As a little girl, I was the mildest lamb ever: goodmanners and smiles were my daily bread. Not enough for the sisters at my convent school, which opened its greedy "portone" on the timid slope of Saint Sebastianello, opposite - in philosophy and shape - to the grand staircases of Piazza di Spagna, that were at a stonethrow, yet as near as heaven to hell...
Sister Saint Thomas, a silvery beauty, with haunted black eyes that never smiled, was the principal. She tamed us, the pupils, in misery and humility and kept the school going thanks to her firm grip. I never liked her cold ways, her boxing looks, and even her bautiful face and smart, slim body, scorned me. All the opposite, in my memory, Sister Francis: she was round and white and sweet and had pockets that sung in mistery. I would have given two bars of chocolate to my worst enemy, the Strada girl, to know what was in those dingling, dangling, dancing holes, silver bells hidden under the black and blue habit... Sister Francis tought us english. Long poems, and never ending bits of pure shakesperian poetry. She fought against the italian way of saying "de" instead of "the" and "dis" instead of "This" and had eyes only for one of us who had had her father, long before, in the school and had left his shadow in her heart.

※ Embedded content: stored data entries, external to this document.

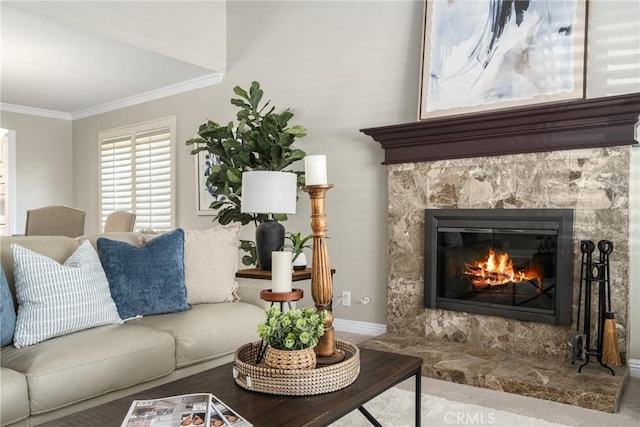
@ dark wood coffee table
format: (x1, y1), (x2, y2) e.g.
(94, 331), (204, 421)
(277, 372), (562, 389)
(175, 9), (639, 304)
(41, 347), (422, 427)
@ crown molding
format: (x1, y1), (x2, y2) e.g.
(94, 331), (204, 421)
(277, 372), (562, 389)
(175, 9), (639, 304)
(0, 103), (72, 120)
(71, 72), (224, 120)
(1, 72), (224, 122)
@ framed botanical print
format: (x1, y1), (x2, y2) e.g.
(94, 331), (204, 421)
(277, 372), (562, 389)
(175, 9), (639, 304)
(195, 150), (226, 215)
(419, 0), (587, 119)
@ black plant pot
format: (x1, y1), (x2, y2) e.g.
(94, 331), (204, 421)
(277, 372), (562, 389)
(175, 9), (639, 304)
(255, 220), (285, 271)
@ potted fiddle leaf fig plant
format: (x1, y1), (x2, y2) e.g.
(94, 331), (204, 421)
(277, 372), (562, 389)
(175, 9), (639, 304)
(282, 231), (313, 270)
(186, 81), (308, 266)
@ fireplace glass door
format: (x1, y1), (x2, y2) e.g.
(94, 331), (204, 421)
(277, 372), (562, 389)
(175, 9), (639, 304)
(437, 227), (557, 313)
(424, 209), (573, 325)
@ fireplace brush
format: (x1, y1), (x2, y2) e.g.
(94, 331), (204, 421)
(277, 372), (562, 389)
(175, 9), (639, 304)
(599, 240), (621, 367)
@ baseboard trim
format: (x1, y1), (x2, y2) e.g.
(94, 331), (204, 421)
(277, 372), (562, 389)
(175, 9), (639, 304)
(629, 358), (640, 378)
(333, 318), (387, 336)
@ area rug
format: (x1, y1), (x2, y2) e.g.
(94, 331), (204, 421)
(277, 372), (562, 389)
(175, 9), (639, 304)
(330, 387), (569, 427)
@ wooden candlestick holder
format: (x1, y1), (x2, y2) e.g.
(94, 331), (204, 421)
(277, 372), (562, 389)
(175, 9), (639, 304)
(303, 183), (345, 365)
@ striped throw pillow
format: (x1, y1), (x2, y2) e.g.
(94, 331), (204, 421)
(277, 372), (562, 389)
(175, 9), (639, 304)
(11, 240), (122, 348)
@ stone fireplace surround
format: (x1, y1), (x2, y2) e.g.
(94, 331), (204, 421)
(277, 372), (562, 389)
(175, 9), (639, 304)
(359, 93), (640, 412)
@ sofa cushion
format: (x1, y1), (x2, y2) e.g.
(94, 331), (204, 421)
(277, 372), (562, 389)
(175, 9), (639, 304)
(129, 302), (265, 368)
(184, 226), (240, 304)
(11, 240), (123, 348)
(0, 367), (29, 426)
(98, 228), (189, 319)
(1, 266), (16, 346)
(0, 324), (175, 415)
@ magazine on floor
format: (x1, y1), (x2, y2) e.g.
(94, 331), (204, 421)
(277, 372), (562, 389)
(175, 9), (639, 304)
(120, 393), (252, 427)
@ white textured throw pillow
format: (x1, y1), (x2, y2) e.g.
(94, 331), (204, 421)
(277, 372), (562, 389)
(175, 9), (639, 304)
(184, 226), (240, 304)
(12, 240), (122, 348)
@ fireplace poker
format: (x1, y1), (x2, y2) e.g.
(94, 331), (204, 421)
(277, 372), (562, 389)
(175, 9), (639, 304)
(573, 240), (594, 364)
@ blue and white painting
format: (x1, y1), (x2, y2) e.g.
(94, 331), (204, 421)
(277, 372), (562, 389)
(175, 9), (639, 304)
(420, 0), (585, 118)
(196, 151), (226, 215)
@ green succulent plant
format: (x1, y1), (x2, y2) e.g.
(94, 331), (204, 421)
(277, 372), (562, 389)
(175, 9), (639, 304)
(282, 231), (313, 262)
(257, 306), (326, 350)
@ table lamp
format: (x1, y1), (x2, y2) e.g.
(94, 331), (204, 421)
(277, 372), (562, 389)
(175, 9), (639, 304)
(241, 171), (297, 270)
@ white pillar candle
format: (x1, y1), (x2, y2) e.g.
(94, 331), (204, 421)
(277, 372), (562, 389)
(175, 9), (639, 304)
(304, 155), (327, 185)
(271, 251), (293, 293)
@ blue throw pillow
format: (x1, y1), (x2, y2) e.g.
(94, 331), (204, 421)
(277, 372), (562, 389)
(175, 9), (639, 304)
(97, 228), (189, 319)
(1, 266), (16, 346)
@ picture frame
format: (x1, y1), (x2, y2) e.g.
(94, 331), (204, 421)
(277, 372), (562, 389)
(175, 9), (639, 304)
(195, 151), (225, 215)
(419, 0), (587, 120)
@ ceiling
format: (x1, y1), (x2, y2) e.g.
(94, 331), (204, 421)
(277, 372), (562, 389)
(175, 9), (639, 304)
(0, 1), (227, 120)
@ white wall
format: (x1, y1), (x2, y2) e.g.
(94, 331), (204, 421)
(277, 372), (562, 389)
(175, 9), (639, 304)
(630, 144), (640, 370)
(0, 112), (74, 234)
(66, 0), (639, 333)
(588, 0), (640, 365)
(226, 1), (424, 325)
(73, 1), (424, 325)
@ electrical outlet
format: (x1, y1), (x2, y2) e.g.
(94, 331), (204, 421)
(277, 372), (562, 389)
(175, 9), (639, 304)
(341, 291), (351, 307)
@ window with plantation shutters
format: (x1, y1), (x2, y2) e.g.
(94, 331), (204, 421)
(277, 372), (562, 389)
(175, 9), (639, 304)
(99, 117), (176, 231)
(587, 1), (640, 98)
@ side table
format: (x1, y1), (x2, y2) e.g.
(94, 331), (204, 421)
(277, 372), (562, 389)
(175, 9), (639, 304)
(236, 267), (320, 281)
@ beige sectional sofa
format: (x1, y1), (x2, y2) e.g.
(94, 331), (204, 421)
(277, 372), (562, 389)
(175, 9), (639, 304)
(0, 230), (268, 426)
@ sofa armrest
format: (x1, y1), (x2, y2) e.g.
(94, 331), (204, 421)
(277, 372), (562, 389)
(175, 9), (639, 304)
(236, 278), (270, 309)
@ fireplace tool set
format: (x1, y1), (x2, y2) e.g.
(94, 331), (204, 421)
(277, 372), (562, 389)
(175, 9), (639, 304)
(573, 239), (619, 375)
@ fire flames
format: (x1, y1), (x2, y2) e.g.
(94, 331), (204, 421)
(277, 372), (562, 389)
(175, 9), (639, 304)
(464, 249), (543, 291)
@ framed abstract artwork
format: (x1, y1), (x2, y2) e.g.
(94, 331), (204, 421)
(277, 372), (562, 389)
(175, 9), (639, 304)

When Sister Saint Thomas entered the classroom, we all stood up and firm and said: "Goodmorning sister!", as chorus line girls. One day, she opened the door, came in, everybody except me (I was lost in my bumble bee thoughts...), jumped on the seat and up in the sky. She glanced around, spotted  me and said, pointing and index finger that stang: "You are superb!". That day I went home crying. My mother had no ears for me. her stern glance told me that life was hard and one had to survive and no crying please. Only my brother Marco asked me what had happened. I burst into tears and said: "What does superb mean?" But he too did not know.